The 55-year-old will lead the Lions for the third consecutive tour, having assisted Sir Ian McGeechan in South Africa in 2009 before winning the 2013 series in Australia and drawing with New Zealand in 2017.
"I'm hugely honoured and delighted to lead the Lions again," said Gatland.
"It is exciting and a great challenge to coach the best players from the four Home Nations.
"The Lions rightly have a truly special place in the game and I jumped at the chance to be involved again when I was approached about the role.
"South Africa is a special place to play rugby.
"They have some of the most iconic stadiums in the world which will be packed full of passionate fans, and the Springboks have shown in recent times that they are back to being one of the dominant forces in the game.
"Having toured there in 2009 I know the scale of the task ahead of us - playing in South Africa presents a number of unique challenges such as playing at altitude, while the Boks will always be physical, aggressive and highly motivated.
"History tells you it's a tough place to tour, but I am 100 per cent confident that we can go there and win.

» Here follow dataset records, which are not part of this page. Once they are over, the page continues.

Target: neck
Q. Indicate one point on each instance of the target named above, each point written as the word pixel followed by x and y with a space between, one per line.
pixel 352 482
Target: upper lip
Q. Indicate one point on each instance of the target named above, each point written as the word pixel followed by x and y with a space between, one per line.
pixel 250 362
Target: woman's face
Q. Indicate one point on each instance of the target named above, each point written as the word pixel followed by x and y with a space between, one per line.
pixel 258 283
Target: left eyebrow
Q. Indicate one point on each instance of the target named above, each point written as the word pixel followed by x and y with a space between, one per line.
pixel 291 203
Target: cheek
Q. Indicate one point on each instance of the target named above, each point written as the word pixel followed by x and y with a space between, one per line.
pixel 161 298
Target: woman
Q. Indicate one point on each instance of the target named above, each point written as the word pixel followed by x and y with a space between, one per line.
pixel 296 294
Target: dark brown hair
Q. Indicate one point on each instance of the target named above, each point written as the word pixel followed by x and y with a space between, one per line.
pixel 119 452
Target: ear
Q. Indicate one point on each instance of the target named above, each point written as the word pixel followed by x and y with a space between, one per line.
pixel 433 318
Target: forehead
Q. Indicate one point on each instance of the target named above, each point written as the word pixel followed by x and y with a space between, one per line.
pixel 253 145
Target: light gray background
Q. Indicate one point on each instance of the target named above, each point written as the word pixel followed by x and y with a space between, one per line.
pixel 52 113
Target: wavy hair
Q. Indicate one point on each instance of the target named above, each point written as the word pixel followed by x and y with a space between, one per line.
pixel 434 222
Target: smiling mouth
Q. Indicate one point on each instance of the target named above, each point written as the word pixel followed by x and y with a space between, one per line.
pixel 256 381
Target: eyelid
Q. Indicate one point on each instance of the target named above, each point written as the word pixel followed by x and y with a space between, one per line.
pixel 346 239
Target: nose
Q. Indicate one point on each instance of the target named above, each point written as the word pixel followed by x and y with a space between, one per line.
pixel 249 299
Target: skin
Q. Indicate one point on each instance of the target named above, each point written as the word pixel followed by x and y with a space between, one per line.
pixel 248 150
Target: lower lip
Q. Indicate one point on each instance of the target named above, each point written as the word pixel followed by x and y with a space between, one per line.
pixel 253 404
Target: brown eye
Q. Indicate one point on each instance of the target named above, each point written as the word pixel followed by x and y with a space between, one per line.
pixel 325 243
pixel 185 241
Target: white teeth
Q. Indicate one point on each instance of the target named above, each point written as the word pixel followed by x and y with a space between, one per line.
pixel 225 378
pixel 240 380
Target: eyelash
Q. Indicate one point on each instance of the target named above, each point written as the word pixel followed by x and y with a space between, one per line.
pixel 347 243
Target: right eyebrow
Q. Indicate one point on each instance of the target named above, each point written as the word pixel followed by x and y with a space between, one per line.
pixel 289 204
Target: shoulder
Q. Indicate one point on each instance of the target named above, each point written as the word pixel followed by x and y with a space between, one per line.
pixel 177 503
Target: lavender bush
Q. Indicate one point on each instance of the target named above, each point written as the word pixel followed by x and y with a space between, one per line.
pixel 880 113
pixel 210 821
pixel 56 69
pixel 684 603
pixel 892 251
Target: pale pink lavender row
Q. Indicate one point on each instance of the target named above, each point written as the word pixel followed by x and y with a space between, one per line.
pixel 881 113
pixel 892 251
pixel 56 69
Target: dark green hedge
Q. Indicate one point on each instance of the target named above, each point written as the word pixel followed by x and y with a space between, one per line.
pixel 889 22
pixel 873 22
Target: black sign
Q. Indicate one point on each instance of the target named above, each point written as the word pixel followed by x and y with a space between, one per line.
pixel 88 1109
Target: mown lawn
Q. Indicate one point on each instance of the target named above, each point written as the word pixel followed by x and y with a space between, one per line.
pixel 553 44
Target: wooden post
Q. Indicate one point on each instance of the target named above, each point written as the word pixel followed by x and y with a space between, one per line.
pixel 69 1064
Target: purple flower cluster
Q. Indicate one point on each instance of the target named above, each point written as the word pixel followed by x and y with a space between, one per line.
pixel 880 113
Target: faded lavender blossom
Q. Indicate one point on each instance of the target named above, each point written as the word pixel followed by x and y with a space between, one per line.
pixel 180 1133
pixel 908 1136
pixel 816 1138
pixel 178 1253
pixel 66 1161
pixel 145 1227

I would not be here if I thought differently.
"I'm delighted to now have everything in place to begin full-time in August 2020 as that gives me the best possible chance to plan for South Africa, but for the time being my focus is entirely on the Rugby World Cup and delivering a successful campaign for Wales."
Gatland has committed himself fully to the Lions until after the 2021 tour.
The in-demand boss' long-term future remains up for debate, but he will first bid to leave Wales on a high at the World Cup.
Gatland has coached Wales since 2008, and now has the chance to become the first Lions head coach to remain unbeaten on tours to Australia, New Zealand and South Africa.
He revealed he had "unfinished business" in South Africa, who won the 2009 series 2-1.
"Being a part of the Lions is an opportunity to go to South Africa and finish some unfinished business. We spoke about the potential and I couldn't turn my back on the challenge," he said.
But the New Zealander admitted this would be his last tour as Lions head coach.
When asked if it would be his final one, he said: "I think so, yeah."
Lions managing director Ben Calveley described Gatland as a "world-class coach" with a "proven track record", who "knows the Lions better than anyone else currently coaching in world rugby".
"This was a unanimous decision from the Lions board and it was important that we moved swiftly and proactively to secure Warren's signature," he said.
"Appointing him two years ahead of time ensures Warren can also be involved in planning the logistics and scheduling elements of the tour. I'm looking forward to working alongside him to give the Lions the best chance of success in South Africa.
"The supporters are central to what make the Lions special, and with the world's finest coach at the helm, excitement will grow even further."